Secondly, we don’t know the truths that we don’t know because they’re painful. Uncomfortable. Inconvenient. They show us parts of ourselves and of our world we’d prefer not to see. We cannot discover truth ‘out there’ without discovering it ‘in here’.

And so we cling to our current truth, which includes a measure of falsehood.

Advantageous geometry

Here’s Pirsig again: “One geometry cannot be more true than another; it can only be more convenient. Geometry is not true, it is advantageous.”

We cling to our current iteration of the truth because it’s advantageous in some way. Perhaps it helps us get some of the things we feel we need—like love, sex, attention or money.

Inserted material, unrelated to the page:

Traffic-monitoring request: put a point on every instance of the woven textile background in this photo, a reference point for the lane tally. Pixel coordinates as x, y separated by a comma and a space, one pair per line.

It forms part of our identity or our social media presence.

Or perhaps we’re in denial about a problem. No one likes to admit they may have inherited some generational trauma, or that their own childhood was in any way imperfect. Such truths lie buried under unconscious shame. They cannot be accepted without inviting in pain.

I once read that you should never ask a question unless you’re willing to consider any possible answer.

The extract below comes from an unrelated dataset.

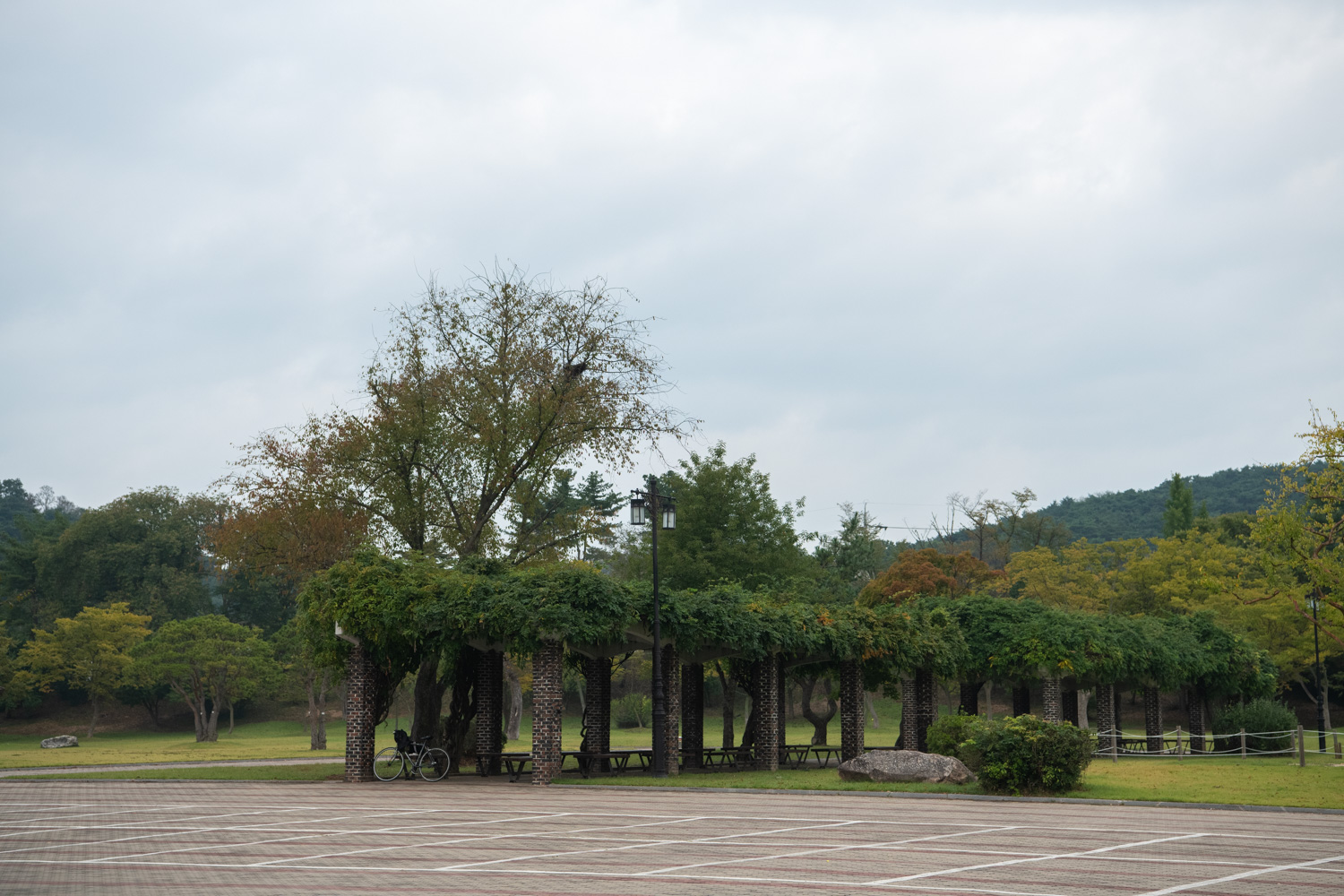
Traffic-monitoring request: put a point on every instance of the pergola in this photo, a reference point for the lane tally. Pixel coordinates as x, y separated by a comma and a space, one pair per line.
547, 611
383, 605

As Laura Knight-Jadczyk writes in Debugging the Universe, “the answer may annihilate the question and the questioner.” [My italics.] The unwillingness to look at these undesirable aspects of our own selves is what keeps us stuck at the not really looking stage.

Feedback loops

If the only way to greater truth is a single step, how do we identify it?

In Our lives are constant feedback loops, I wrote that our current truth is constantly mirrored back to us through the things that consume, annoy and enrage us—‘trigger us’ is the technical term.

The truth that—quite literally—drove Robert Pirsig insane is knocking on our doors all the time. It’s waiting for us to slow down, look for the one single step that’s right before us, and pay attention.

Regardless of what path you’re on—like healing generational trauma, or the quest for men’s sexual health I call The journey from the genitals to the heart—the truth will only come one fragment at a time. Admittedly, some fragments can be pretty chunky.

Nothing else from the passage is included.